Several factors contributed to the development of the company and its products. A Thai friend Bushy met at boarding school helped him source a variety of ideas and designs from craft manufacturers in Thailand – such as carved cats and other items not strictly designed for holding ashes. A marketing course in Worthing gave another dimension to Bushy’ s thinking. When shown the box design the lecturer said ‘OK so it’s a box for ashes but what else is it? It’s also an ornament and as an ornament it’s awful!’ It was the lightbulb moment for Bushy who went away to discover what else you could put ashes into. He says now: ‘It’s the key to our business.
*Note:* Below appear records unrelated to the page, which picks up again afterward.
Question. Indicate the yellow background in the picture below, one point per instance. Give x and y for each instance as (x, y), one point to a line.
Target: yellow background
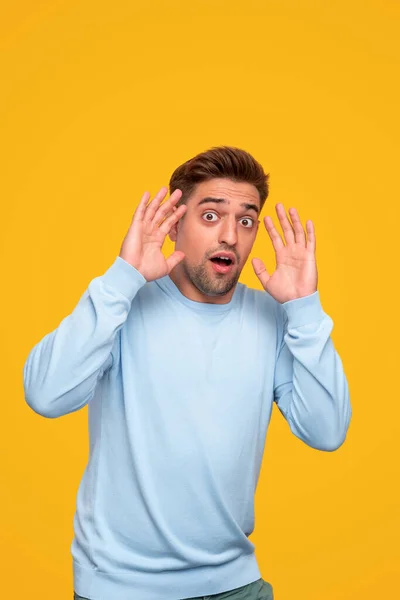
(101, 101)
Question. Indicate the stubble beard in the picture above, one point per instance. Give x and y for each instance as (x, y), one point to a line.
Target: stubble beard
(210, 285)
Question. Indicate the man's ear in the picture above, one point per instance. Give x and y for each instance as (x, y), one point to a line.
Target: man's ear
(173, 232)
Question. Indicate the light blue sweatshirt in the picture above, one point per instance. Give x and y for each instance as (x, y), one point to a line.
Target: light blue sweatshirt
(179, 397)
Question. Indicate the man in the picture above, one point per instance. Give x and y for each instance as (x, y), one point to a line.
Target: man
(179, 365)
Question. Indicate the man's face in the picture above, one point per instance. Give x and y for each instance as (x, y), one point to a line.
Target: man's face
(221, 218)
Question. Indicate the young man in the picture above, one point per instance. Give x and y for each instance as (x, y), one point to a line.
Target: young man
(179, 365)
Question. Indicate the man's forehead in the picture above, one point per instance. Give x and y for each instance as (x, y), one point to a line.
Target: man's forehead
(229, 190)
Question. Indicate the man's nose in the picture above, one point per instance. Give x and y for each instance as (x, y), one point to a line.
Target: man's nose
(228, 232)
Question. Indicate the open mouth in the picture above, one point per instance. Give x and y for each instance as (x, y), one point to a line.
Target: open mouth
(221, 264)
(221, 261)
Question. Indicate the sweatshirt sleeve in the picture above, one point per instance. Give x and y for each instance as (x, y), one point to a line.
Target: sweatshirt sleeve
(61, 372)
(310, 386)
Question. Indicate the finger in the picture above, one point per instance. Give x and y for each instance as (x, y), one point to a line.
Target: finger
(285, 223)
(299, 233)
(172, 219)
(175, 258)
(312, 242)
(154, 204)
(276, 239)
(166, 208)
(141, 209)
(260, 271)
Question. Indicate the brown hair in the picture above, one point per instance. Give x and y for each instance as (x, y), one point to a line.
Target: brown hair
(220, 162)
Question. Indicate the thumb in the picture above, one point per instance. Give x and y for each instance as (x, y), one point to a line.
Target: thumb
(175, 258)
(260, 271)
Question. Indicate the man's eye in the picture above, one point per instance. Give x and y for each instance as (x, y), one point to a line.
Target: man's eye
(247, 222)
(207, 216)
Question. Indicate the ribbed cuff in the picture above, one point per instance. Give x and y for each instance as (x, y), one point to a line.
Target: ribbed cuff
(302, 311)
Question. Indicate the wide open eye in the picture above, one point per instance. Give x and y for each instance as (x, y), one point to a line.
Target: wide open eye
(208, 214)
(249, 222)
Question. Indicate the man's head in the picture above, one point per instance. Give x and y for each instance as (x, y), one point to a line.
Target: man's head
(224, 189)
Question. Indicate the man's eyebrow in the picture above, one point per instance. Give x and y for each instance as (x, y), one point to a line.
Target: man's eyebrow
(246, 205)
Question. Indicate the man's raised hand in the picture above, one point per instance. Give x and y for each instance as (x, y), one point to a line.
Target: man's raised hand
(150, 225)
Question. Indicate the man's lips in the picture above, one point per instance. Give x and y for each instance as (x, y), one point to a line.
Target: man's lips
(229, 255)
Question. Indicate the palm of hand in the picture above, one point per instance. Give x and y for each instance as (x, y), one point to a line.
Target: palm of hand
(296, 273)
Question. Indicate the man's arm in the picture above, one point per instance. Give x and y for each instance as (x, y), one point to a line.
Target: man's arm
(63, 369)
(310, 386)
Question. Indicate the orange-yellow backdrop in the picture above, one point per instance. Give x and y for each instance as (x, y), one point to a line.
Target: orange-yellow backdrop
(101, 101)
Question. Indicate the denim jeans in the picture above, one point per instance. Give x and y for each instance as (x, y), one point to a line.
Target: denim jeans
(257, 590)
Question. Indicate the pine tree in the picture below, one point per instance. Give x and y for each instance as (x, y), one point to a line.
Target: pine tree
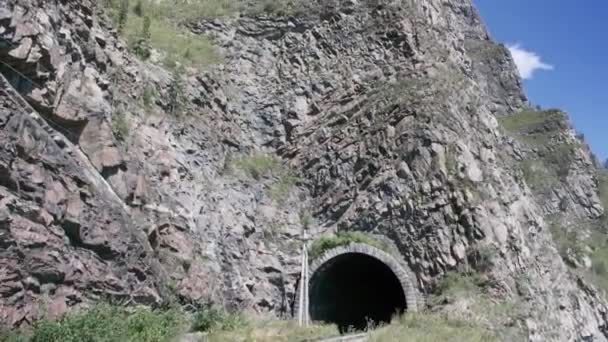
(139, 8)
(176, 93)
(142, 46)
(123, 15)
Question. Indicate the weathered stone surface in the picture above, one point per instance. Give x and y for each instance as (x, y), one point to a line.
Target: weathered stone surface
(385, 110)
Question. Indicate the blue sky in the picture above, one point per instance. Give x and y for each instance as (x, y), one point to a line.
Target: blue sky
(562, 48)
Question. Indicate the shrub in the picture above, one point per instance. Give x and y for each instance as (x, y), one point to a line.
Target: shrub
(306, 219)
(259, 165)
(149, 96)
(325, 243)
(105, 323)
(422, 327)
(123, 15)
(279, 191)
(603, 188)
(177, 97)
(7, 335)
(533, 121)
(180, 46)
(141, 46)
(275, 331)
(457, 283)
(120, 125)
(213, 319)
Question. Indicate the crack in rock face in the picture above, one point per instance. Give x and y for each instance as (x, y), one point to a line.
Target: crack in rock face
(382, 117)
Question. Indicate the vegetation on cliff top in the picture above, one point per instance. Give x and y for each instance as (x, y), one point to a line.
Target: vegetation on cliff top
(543, 132)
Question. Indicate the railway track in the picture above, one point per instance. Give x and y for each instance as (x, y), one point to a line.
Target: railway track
(359, 337)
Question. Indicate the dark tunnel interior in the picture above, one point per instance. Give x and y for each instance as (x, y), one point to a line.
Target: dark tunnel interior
(352, 290)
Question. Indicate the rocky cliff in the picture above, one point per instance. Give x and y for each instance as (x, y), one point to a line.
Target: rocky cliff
(400, 119)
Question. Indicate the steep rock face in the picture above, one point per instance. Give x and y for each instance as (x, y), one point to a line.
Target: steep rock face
(385, 110)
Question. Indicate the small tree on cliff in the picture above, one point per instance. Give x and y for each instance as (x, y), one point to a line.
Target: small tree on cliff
(142, 45)
(123, 15)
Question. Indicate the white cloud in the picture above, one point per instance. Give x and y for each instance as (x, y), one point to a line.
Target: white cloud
(527, 61)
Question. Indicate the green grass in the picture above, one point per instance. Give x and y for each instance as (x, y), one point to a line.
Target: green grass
(537, 176)
(259, 165)
(275, 331)
(105, 323)
(567, 241)
(149, 96)
(541, 131)
(7, 335)
(120, 125)
(179, 45)
(213, 319)
(456, 285)
(423, 327)
(530, 120)
(325, 243)
(603, 188)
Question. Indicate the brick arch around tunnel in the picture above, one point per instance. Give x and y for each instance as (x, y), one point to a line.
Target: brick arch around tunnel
(366, 255)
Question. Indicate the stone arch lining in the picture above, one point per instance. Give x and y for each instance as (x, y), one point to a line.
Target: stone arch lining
(401, 271)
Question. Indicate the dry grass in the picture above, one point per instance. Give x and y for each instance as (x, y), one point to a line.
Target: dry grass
(275, 331)
(431, 328)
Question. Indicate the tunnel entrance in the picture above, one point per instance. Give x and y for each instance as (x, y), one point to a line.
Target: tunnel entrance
(353, 290)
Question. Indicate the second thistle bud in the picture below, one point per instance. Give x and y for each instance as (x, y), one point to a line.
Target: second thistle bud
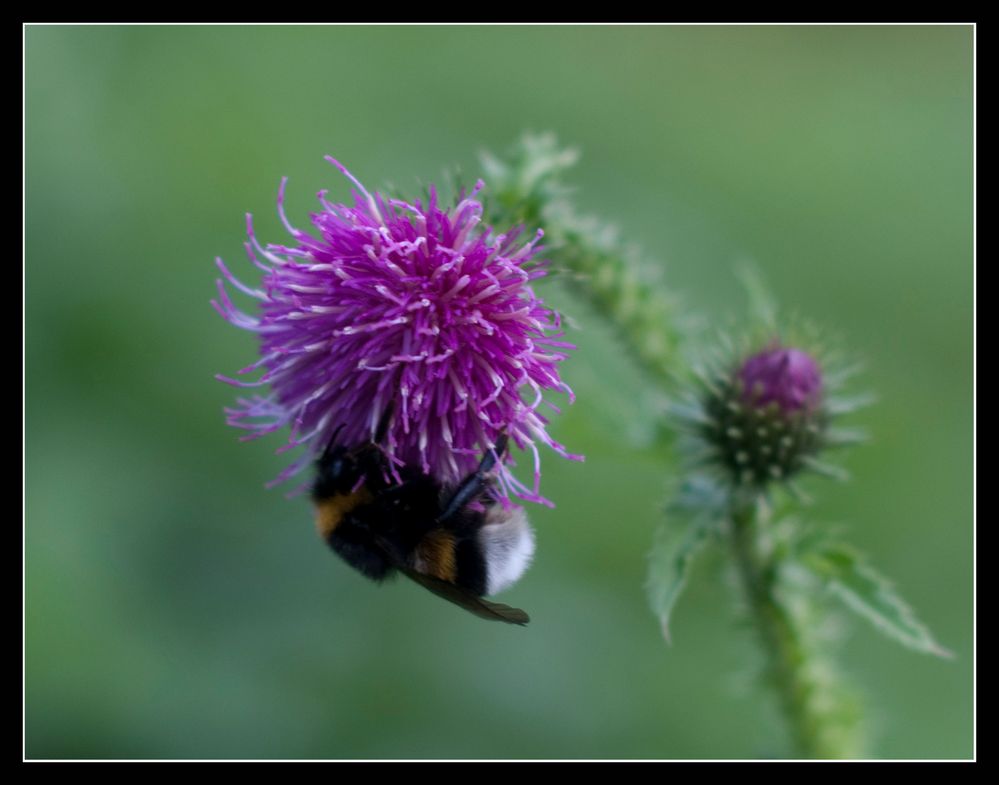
(765, 416)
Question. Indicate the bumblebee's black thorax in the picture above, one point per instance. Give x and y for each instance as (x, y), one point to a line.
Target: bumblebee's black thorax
(378, 525)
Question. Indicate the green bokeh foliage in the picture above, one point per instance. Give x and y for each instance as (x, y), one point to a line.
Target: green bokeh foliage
(177, 609)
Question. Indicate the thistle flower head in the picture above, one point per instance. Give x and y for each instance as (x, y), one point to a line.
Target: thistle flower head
(759, 415)
(787, 377)
(406, 310)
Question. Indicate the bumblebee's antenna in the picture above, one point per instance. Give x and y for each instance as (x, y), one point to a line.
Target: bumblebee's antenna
(474, 483)
(383, 423)
(332, 443)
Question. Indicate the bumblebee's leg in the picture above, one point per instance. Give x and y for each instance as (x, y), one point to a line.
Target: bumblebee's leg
(474, 483)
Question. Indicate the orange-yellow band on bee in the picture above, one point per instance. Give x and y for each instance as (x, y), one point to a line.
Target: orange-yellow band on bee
(329, 512)
(436, 554)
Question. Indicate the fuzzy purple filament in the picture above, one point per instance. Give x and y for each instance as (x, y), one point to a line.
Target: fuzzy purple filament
(788, 377)
(401, 305)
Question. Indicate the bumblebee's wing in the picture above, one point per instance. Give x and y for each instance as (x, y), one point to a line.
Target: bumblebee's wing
(484, 609)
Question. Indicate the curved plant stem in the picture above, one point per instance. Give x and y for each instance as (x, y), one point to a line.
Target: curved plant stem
(820, 724)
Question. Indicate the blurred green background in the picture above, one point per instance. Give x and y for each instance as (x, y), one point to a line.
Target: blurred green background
(175, 608)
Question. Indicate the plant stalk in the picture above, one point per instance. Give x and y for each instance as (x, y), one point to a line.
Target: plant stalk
(809, 698)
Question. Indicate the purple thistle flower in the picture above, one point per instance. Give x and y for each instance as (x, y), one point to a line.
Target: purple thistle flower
(404, 307)
(788, 377)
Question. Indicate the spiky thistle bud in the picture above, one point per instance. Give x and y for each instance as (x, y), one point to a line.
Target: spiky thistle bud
(762, 415)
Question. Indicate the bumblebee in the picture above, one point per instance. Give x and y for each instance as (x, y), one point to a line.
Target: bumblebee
(456, 541)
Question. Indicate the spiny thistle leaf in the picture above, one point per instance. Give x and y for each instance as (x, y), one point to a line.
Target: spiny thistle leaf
(869, 594)
(676, 545)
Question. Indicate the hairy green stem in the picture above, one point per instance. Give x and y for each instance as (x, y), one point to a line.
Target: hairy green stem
(589, 254)
(813, 704)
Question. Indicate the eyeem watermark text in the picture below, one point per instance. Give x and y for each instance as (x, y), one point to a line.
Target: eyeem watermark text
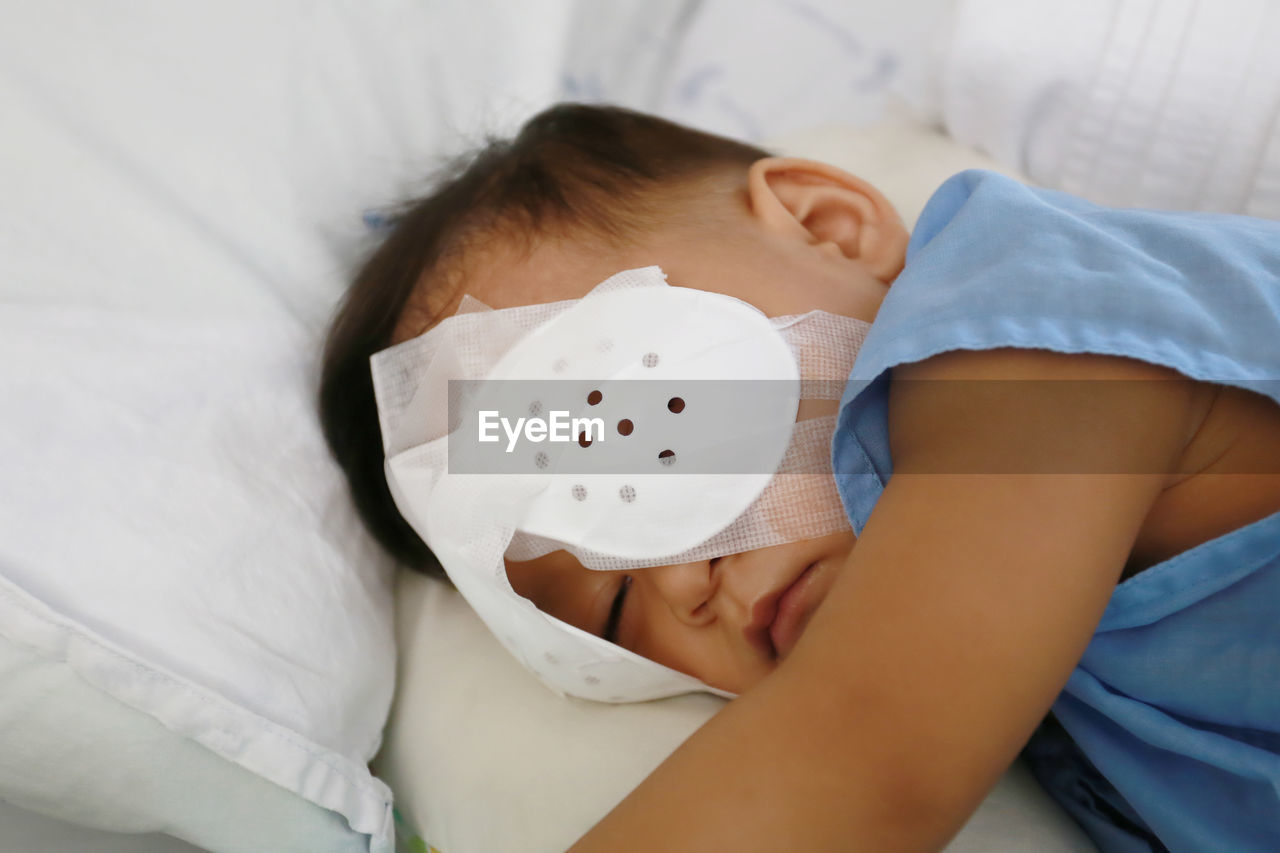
(558, 427)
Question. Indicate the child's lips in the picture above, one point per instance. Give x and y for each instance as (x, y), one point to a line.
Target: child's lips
(792, 612)
(775, 617)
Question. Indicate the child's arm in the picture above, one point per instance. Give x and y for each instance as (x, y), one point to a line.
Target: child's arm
(963, 609)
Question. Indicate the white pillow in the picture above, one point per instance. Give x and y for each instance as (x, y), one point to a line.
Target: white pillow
(760, 68)
(179, 565)
(483, 757)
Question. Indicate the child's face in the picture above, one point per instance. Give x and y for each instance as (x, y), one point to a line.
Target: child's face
(787, 242)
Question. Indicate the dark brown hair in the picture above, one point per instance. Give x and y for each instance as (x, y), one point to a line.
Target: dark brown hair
(604, 169)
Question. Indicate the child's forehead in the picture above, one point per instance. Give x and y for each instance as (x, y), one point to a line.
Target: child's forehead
(508, 273)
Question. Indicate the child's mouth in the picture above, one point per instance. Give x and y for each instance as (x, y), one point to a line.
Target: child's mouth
(792, 614)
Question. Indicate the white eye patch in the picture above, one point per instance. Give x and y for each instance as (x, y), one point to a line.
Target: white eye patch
(684, 402)
(695, 452)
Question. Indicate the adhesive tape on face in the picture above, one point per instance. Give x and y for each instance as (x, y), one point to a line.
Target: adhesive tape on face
(616, 495)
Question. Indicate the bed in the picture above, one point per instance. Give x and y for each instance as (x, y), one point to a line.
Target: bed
(200, 648)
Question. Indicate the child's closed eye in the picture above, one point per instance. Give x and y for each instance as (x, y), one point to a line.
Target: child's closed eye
(611, 625)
Our products are attractive and discreet -you would never know they are urns.’

The product range is amazing – carved wooden dogs and cats; commissioned sculptures of animals; polished and engraved heart shaped boxes which hold just a few ashes as a keepsake; picture frames that can hold ashes and even a framed paw print; urns that can be buried beneath lawns with a tasteful marker plaque which can be removed for mowing – all designed to make the loss of a beloved pet a bit easier to bear. All of these ideas originate at the Bush’s kitchen table and the latest, the Scatter Tube, is no exception. A highly successful product already, it is a cardboard tube printed with a wide variety of attractive designs used to scatter ashes or to store them for transfer at a later date into a permanent memorial. Thousands of these are sold throughout Europe every year.

Bushy’s creativity is not limited to product design – he is a talented artist with examples of his painting on every wall of the building. At Christmas Funeral Director customers get a personalised box containing a bottle of local wine; Christmas cards and calendars, all with a great sense of humour, are everywhere. One series of cards have a Bushy take on famous paintings – The Girl with a Pearl Earring painted with a Christmas bauble in place of the earring, or a Stubbs painting with the horse changed to a reindeer – all with a bar code for mobile phones taking you to information about the original painting.

The Vinery Poling industrial units sign

Following Bushy around the offices and tunnels is a little like following a mad professor showing off his laboratory – examples of his creativity are everywhere. ‘We are trying to bring production back to the UK from China,’ Bushy explains as we tour some of the tunnels with lasers and cutters working away making frames and wood products. He is keen to use local suppliers – ‘The packaging comes from Littlehampton,’ he explains ‘But many of the urns come from Romania through an initiative called Link Romania – a charity set up to help businesses in the country after the fall of Ceausescu. It paid for the equipment needed for the manufacture of the boxes and within five years the company had made enough money to repay the original loan. The company now employs thirty-five people and only makes products for Petributes.

Not only does Petributes supply most of the major pet crematoria all over the UK but the established international business is growing fast – selling to America, France, Holland, Germany, Spain, Australia, New Zealand, Kuwait, Portugal and many more. They have a warehouse and a manager in America and are making inroads into that market which is a difficult one to penetrate but potentially enormous. With the advent of a web shop, the business will now develop a direct sale to the public in addition to their wholesale clients.